Очень миловидна была в этом бальном туалете Надежда Николаевна, а Савиной она показалась красавицей… Через полчаса она уже стояла готовая, благодаря свою кузину и окончательно прощаясь с обеими своими гостями, когда в дверь, оставленную незапертой вошедшей горничной её, Марфушей, вбежала, с хорошеньким букетом в руках, её вторая сестра, десятилетняя Ариадна. Увидев посторонних, девочка сейчас же замедлила походку, сделала реверанс и, не поднимая ресниц, обратилась к сестре с самым официальным видом и сказала по-французски:
– Maman вас просит сделать ей удовольствие взять этот букет. Она заказала его нарочно для вас…
– Сколько раз я тебя просила, Риада, говорить со мной просто, без этих вычурностей, во вкусе m-lle Naquet! Говори по образчикам её красноречия с другими, если уж это нравится твоей гувернантке, а со мной, пожалуйста, объясняйся проще, – заметила Надя.
Девочка подняла вверх брови и высокомерно возразила:
– Я не умею говорить иначе, нежели говорят в порядочном обществе. Я, кажется, ничего не сказала необыкновенного…
– A я тебе скажу, что ты и теперь, и всегда необыкновенно говоришь и держишь себя, как кукла на сцене марионеток!.. – вспыльчиво вскричала Надежда Николаевна. – Уж не знаю, что за манерную дуру ты сделаешь наконец из себя, если за ум не возьмешься и не отучишься от своих претензий!

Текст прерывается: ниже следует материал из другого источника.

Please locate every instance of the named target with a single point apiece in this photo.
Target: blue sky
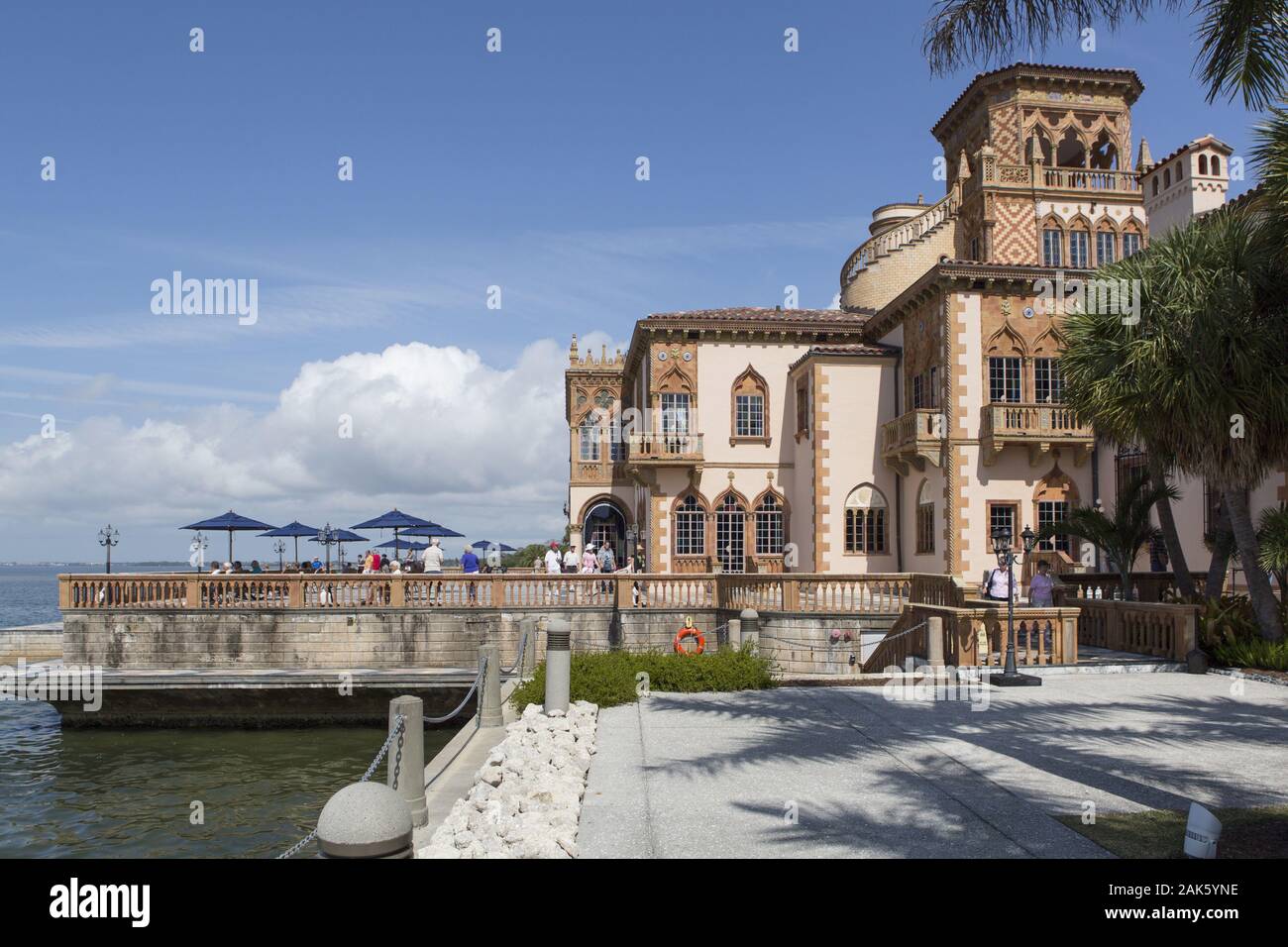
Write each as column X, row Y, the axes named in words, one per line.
column 471, row 169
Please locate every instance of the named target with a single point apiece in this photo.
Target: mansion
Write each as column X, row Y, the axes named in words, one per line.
column 893, row 434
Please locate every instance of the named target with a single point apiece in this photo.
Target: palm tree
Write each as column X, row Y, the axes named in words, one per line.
column 1121, row 535
column 1244, row 43
column 1273, row 536
column 1205, row 371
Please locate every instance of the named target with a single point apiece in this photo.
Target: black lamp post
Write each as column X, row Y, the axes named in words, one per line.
column 1006, row 557
column 326, row 536
column 198, row 548
column 108, row 538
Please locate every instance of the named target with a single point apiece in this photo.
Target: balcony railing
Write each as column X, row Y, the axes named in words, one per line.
column 1039, row 427
column 997, row 174
column 666, row 449
column 913, row 438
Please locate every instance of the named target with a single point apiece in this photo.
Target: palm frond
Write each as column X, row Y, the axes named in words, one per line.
column 1244, row 51
column 996, row 31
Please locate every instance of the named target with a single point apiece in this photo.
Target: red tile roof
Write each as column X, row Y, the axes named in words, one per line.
column 750, row 313
column 1054, row 71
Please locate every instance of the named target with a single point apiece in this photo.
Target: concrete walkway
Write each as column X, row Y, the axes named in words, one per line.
column 721, row 775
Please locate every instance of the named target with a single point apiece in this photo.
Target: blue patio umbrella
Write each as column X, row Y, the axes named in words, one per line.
column 340, row 538
column 292, row 531
column 489, row 544
column 231, row 522
column 403, row 544
column 433, row 530
column 394, row 519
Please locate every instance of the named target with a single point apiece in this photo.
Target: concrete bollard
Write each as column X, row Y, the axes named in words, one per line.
column 407, row 771
column 750, row 625
column 365, row 819
column 935, row 641
column 558, row 664
column 528, row 626
column 489, row 688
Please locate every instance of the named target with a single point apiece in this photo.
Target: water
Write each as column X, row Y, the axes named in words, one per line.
column 129, row 792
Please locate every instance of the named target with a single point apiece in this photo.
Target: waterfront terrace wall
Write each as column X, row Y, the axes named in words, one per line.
column 316, row 622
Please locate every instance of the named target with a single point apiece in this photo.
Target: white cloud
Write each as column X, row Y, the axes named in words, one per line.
column 436, row 432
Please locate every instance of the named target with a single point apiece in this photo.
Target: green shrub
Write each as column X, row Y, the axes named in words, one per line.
column 609, row 678
column 1252, row 654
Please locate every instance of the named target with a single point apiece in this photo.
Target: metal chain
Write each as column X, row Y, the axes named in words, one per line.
column 398, row 731
column 469, row 693
column 518, row 660
column 398, row 725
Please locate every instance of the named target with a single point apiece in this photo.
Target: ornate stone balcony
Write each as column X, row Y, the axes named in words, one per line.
column 1037, row 427
column 913, row 438
column 666, row 450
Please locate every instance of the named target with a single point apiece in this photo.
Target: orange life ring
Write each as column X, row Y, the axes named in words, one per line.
column 690, row 631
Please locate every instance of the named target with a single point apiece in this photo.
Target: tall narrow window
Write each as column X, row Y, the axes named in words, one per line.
column 589, row 438
column 1052, row 512
column 750, row 415
column 925, row 527
column 1051, row 240
column 769, row 526
column 866, row 521
column 1001, row 517
column 675, row 423
column 691, row 532
column 1104, row 248
column 730, row 532
column 1078, row 243
column 1131, row 464
column 1047, row 381
column 1004, row 379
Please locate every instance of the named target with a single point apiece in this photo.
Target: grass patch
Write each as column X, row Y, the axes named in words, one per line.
column 1253, row 654
column 609, row 678
column 1160, row 832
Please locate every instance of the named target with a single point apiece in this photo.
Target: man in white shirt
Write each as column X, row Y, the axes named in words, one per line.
column 554, row 562
column 433, row 565
column 433, row 556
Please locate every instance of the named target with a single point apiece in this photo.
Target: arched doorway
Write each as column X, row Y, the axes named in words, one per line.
column 605, row 525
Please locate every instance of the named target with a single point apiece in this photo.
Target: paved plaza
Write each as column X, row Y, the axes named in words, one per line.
column 845, row 772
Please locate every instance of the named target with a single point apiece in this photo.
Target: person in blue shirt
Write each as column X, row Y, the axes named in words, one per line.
column 471, row 565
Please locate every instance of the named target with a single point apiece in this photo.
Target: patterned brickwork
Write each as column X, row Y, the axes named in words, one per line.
column 1005, row 133
column 822, row 470
column 1016, row 235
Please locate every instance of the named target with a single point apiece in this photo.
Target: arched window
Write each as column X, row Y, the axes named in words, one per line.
column 864, row 521
column 748, row 407
column 590, row 436
column 730, row 534
column 925, row 519
column 1070, row 153
column 771, row 532
column 1131, row 239
column 1080, row 245
column 1107, row 243
column 1052, row 243
column 691, row 527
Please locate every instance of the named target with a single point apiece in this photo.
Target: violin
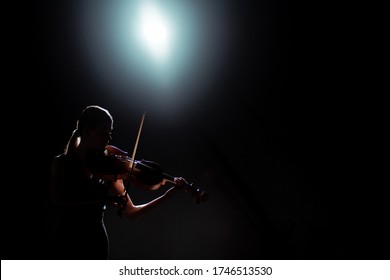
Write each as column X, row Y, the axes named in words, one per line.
column 115, row 164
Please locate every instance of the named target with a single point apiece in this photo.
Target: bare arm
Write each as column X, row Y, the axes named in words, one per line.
column 131, row 210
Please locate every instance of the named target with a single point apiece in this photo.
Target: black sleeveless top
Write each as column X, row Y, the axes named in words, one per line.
column 79, row 231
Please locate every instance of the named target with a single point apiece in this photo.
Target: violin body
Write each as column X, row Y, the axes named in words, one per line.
column 115, row 164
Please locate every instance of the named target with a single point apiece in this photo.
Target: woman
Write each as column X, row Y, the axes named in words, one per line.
column 81, row 197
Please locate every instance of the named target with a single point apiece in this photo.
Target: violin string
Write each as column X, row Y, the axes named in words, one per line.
column 134, row 151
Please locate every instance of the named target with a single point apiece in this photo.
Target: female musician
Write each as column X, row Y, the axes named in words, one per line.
column 81, row 197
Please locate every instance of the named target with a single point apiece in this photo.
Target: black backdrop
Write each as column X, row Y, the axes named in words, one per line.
column 274, row 151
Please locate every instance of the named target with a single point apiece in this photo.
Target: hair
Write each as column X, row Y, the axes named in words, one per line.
column 92, row 116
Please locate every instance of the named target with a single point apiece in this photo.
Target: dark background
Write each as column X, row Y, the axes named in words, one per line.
column 285, row 152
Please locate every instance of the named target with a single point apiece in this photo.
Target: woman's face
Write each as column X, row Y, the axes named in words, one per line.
column 99, row 137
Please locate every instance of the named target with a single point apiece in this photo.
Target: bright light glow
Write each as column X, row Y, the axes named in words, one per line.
column 154, row 55
column 155, row 31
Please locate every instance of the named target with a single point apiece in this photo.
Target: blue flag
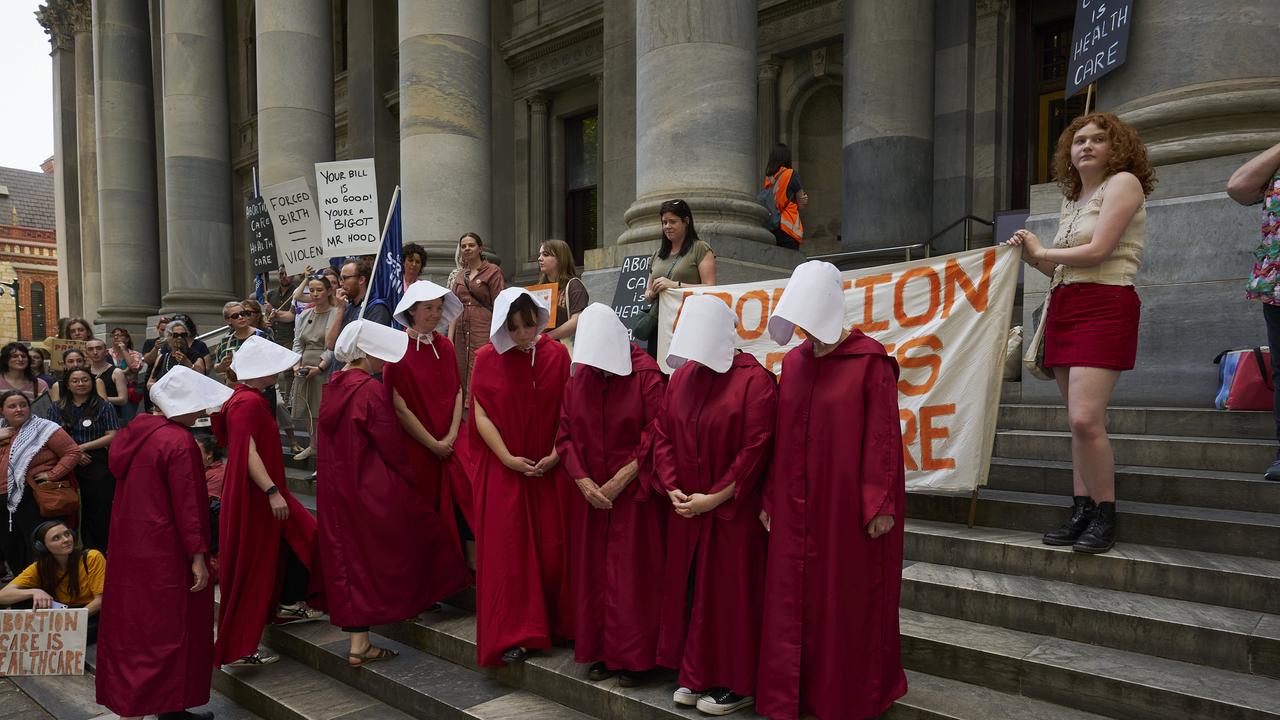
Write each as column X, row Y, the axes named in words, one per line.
column 387, row 283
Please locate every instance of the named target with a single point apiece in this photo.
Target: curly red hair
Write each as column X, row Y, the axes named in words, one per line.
column 1128, row 154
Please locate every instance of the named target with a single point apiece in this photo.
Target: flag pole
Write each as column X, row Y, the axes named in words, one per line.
column 382, row 240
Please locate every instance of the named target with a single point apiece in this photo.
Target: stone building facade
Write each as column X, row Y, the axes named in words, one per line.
column 528, row 119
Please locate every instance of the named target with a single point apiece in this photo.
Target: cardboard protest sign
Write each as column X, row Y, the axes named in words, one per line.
column 42, row 642
column 261, row 236
column 348, row 206
column 547, row 294
column 296, row 224
column 945, row 320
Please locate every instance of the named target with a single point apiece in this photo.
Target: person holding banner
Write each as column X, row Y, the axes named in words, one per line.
column 476, row 283
column 833, row 510
column 521, row 496
column 385, row 554
column 266, row 538
column 712, row 446
column 618, row 527
column 426, row 393
column 1091, row 324
column 156, row 641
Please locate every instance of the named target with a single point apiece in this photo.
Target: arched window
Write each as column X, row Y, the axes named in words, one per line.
column 37, row 311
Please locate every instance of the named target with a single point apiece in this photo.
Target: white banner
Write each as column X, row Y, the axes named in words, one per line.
column 42, row 642
column 297, row 226
column 348, row 206
column 945, row 319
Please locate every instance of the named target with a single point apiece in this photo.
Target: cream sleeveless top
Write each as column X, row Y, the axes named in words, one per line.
column 1075, row 226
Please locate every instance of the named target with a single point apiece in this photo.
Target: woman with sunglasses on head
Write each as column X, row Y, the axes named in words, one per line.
column 17, row 373
column 682, row 260
column 92, row 423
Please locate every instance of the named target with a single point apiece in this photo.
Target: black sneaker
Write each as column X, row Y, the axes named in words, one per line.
column 722, row 701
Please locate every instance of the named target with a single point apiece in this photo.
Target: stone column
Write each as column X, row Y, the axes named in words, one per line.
column 196, row 158
column 444, row 96
column 888, row 123
column 295, row 89
column 58, row 22
column 767, row 112
column 695, row 137
column 538, row 173
column 126, row 163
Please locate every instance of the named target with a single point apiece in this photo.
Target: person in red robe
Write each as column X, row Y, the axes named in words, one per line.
column 155, row 637
column 835, row 514
column 521, row 495
column 711, row 450
column 266, row 551
column 618, row 527
column 426, row 393
column 384, row 551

Вера Алексеевна сжала ей руку, но она не заметила этого предостережения и, выведенная из себя еще больше презрительной гримасой Риады, продолжала:
– Да! Да! Нечего пожимать плечами!.. Если б ты не была маленькая дурочка, ты бы сама понимала, как смешно девочке твоих лет напускать на себя такой тон и важничать, как ты важничаешь. Дай сюда цветы… Скажи маме, что я благодарю ее… Иди!
Ариадна молча отвернулась и с презрительной улыбкой на высоко вздернутом личике пошла было к дверям, но вдруг, словно опомнившись, повернулась и снова отпустила самый изысканный реверанс, промолвив:
– Je vous salue, mesdemoiselles! (Приветствую вас, дамы!)
Движение это и натянутое выражение её детского личика были так комичны, что все три девушки невольно рассмеялись. Ельникова, впрочем, тотчас же закусила губы, тогда как смех Нади оборвался на злобной нотке и она раздражительно вскричала вслед исчезнувшей сестре:
– Комедиантка!.. Совершенная Пимперле!.. Ах, как она меня бесит!
– Да, жеманная девочка, – согласилась Вера.
– И пресмешная, – прибавила Савина. – Неужели ее этому учат?